Optimized support of the protective housing on the main handle can further be achieved when the contact surfaces of the protective housing are inclined towards the main handle. If the protective housing and/or the housing part each consist of two half shells along a central plane extending in the direction of the working axis of the machining device, the protective housing can be pushed towards the central plane in the event of a fall or impact so that the half shells do not gape apart. In addition, the half shells enable easier replacement of the individual parts of the machining device in the case of service and an advantageous assembly sequence.
In a further development, it is provided that at least one of the support elements is coupled to the main handle by way of a retaining element, in particular an elastic damping element or a screw. In this way it is possible, for example, to avoid noises in the event of abrupt impact of the support element against the protective housing. In addition, this enables simple replacement of the support element.

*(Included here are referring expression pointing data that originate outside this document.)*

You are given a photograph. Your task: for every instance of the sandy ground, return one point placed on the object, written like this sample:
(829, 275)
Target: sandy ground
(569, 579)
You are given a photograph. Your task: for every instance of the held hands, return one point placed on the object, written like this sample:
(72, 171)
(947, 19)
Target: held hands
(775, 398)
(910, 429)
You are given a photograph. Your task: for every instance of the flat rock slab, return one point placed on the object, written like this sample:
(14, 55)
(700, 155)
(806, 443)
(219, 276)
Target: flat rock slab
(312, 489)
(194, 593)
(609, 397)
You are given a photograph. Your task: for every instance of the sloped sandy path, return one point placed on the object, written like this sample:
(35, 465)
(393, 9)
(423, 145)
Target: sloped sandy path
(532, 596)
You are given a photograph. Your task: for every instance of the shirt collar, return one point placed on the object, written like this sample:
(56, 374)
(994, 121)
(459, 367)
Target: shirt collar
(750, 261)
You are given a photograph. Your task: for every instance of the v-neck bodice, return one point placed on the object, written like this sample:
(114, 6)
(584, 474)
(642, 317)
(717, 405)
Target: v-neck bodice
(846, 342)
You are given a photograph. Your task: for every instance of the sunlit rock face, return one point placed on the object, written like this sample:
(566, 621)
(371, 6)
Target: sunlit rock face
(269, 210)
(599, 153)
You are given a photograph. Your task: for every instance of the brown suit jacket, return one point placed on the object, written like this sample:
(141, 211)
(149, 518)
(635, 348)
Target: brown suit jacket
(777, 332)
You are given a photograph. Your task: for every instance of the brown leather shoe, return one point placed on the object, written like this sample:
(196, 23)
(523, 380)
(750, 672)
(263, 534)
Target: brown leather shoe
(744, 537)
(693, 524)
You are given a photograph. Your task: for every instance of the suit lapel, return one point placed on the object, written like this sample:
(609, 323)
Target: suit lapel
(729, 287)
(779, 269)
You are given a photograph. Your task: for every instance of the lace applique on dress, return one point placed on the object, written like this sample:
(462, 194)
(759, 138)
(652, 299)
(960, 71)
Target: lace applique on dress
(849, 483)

Alternatively, it can be provided that at least one of the support elements is fixedly connected, in particular integrally, to the main handle. In this way, it can be ensured that the support element is captively retained. An integral connection is intended in this context to mean that the connected elements cannot be non-destructively separated from one another. Particularly preferably, the support element and the main handle are made of the same material.
In addition, the protective housing and the housing part may also be formed as single piece in order to better dissipate the impact energy from the protective housing into the housing part. In this case the protective housing is integrally formed on the housing part, for example in the course of a plastic injection molding process or the like. Alternatively, the protective housing may also be fixedly connected to the housing part by a frictional connection, in particular a screw connection. The protective housing and/or the housing part are preferably made of a plastic material, for example PA6GF35, ABS or an elastomer. In addition or alternatively, another natural material, a metal (steel, aluminum, etc.) or a mix of materials is also conceivable.
It is further provided that the protective housing has a honeycomb structure which, in particular, is irregular. This results in reduced weight of the machining device and further improved dissipation of the impact energy together with increased intrinsic stability, in comparison with a full-volume or solid protective housing. An irregular honeycomb structure is to be understood to mean that the individual honeycombs can have different sizes and shapes. Thus, it is conceivable that, in regions in which greater stability is required, the honeycombs are more closely meshed and smaller and may have a structure that deviates from a hexagonal honeycomb structure.
The disclosure is explained below with reference to FIGS. 1 through 7 by way of example, wherein identical reference numbers in the drawings indicate identical components having an identical function.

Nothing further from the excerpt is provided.